The 381-person Phase II study tested four doses of Merck’s oral PCSK9 inhibitor ranging from 6 mg to 30 mg in patients with high cholesterol. At the lowest dose, patients saw their cholesterol levels fall by 41% over the eight-week treatment period, while patients at the highest dose saw their cholesterol levels fall by 61%. The data were presented at the American College of Cardiology annual meeting and simultaneously published in the Journal of the American College of Cardiology.

The cholesterol-lowering numbers so far are comparable with currently approved PCSK9 inhibitors — Sanofi and Regeneron’s Praluent, Amgen’s Repatha and Novartis’ Leqvio — which are all administered via injection. The former two slashed list prices by 60% following low uptake, which doctors said was in part due to their high prices and need for prior authorization from insurance. The hope is that Merck’s oral drug could provide a potentially more accessible option for patients, though it is a ways from approval.

Dipti Itchhaporia

“We know that there are patients that either don’t tolerate a statin or when they do tolerate a statin, we may not necessarily get the LDL goal that we want,” Dipti Itchhaporia said in an interview. The former ACC president and chair of cardiovascular health at Hoag Hospital was not involved in the study.

“Adding a PCSK9 is something that I think about all the time, but there are patients that don’t want to do an injectable, so the idea that there could be an oral PCSK9 I think is very exciting,” she continued.

AstraZeneca is also working on an oral PCSK9 inhibitor, though its candidate is in an early-stage test with healthy subjects. Novo Nordisk was also studying an oral option, but announced it dropped the program in November.

Lead investigator Christie Ballantyne of Baylor College of Medicine said he was told around 10 years ago it would be impossible to make an oral PCSK9 inhibitor because of the interactions on its receptor. Merck’s drug is a macrocycle, a type of wonky chemical ring that has seen limited development into oral drugs (though some are trying to change that with new technology).

In the Phase II study, around 80% to 90% of the participants reached their cholesterol reduction goals over the eight-week period, depending on the dose they received, while only 9% did so on placebo.

Eliav Barr

The next step for Merck is a pivotal Phase III trial, though Merck Research Laboratories CMO Eliav Barr declined to specify which dose Merck would be choosing for the trial, saying only that it likely would not be the lowest dose. Itchhaporia noted the cholesterol lowering in the three higher doses looked relatively similar. At 12 mg, participants had their cholesterol levels lowered by 56%, while at 18 mg it was lowered by 59%.

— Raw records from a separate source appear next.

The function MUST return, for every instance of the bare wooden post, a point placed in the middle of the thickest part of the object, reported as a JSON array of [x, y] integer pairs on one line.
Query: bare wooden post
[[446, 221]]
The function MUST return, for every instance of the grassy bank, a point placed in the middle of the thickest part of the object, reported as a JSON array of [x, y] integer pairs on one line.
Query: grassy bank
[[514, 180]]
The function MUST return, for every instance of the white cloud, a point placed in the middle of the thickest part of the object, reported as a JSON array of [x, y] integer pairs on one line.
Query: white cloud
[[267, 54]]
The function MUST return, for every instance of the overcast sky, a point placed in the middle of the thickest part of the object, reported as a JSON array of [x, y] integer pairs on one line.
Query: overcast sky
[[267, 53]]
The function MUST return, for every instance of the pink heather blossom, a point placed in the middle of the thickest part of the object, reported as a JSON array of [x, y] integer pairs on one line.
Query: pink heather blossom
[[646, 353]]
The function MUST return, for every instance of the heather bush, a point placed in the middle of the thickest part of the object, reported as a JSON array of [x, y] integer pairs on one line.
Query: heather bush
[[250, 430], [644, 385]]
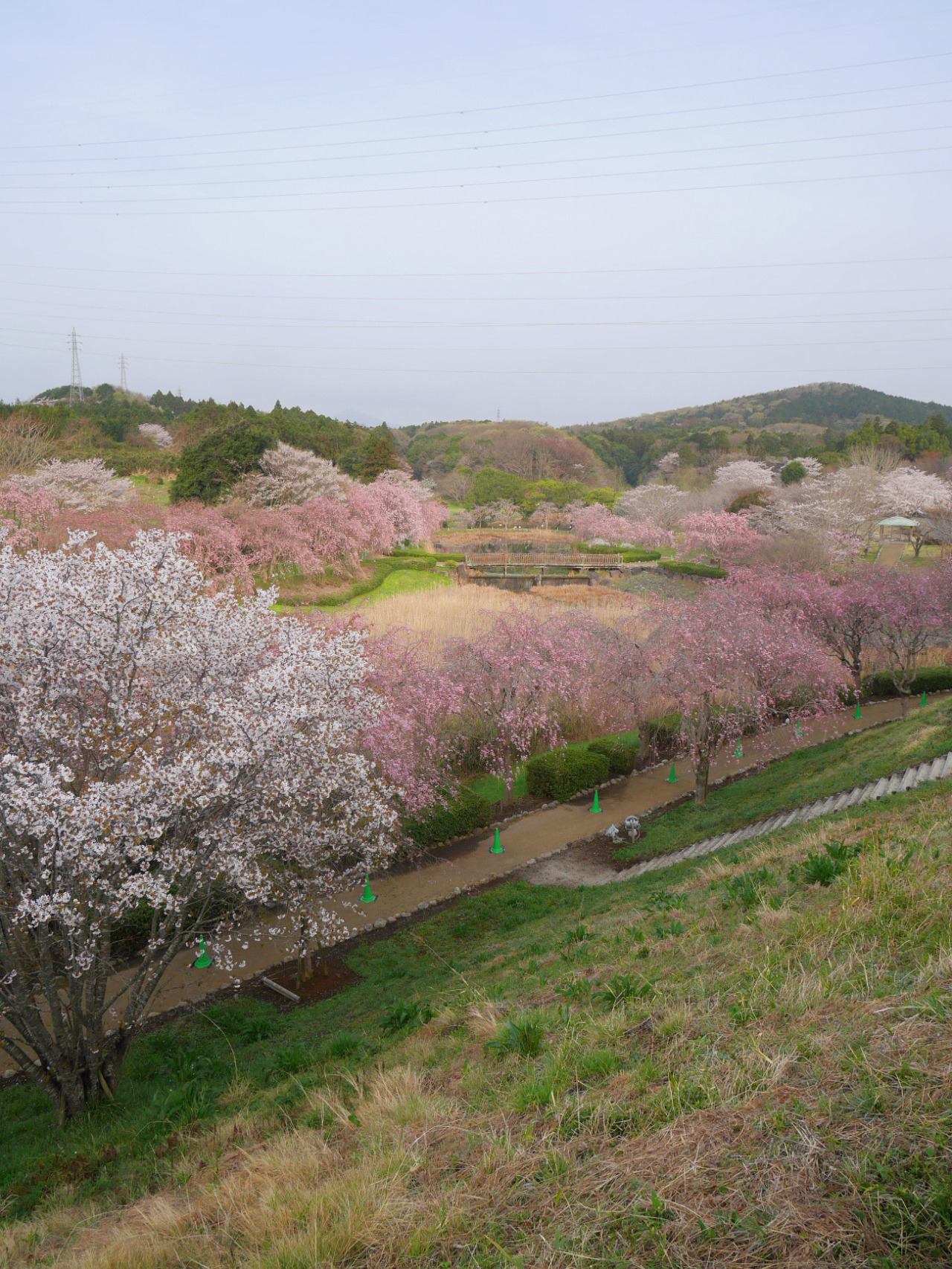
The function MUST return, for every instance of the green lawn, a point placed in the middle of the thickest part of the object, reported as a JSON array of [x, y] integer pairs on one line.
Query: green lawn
[[402, 582], [150, 492], [641, 1074], [801, 778]]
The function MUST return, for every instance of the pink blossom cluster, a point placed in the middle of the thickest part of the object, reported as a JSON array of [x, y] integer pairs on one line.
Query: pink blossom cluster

Merck plans on starting the Phase III trial in the second half of the year.

In this study, 39% of participants were taking no statin, 35% were taking low- or moderate-intensity statins, and 26% were taking high-intensity statins. When asked about statin intolerance, Barr said, “While it’s true that there’s a group of patients that are intolerant, or unwilling to take statins, the workhorse for cholesterol lowering around the world is statins and they have been incredibly successful. And so, the role that we see — at present — this drug to have, is the role of being a drug that gets you to goal on top of statins.”

Statin intolerance is a niche Esperion is trying to fill with its drug Nexletol, which it presented long-awaited data for on Saturday at the New Orleans conference. The company is hoping that the new data and potential new cardiovascular risk label for Nexletol will boost the tepid sales of its drug, which was approved three years ago, but Esperion’s stock price $ESPR dropped 21% Monday morning.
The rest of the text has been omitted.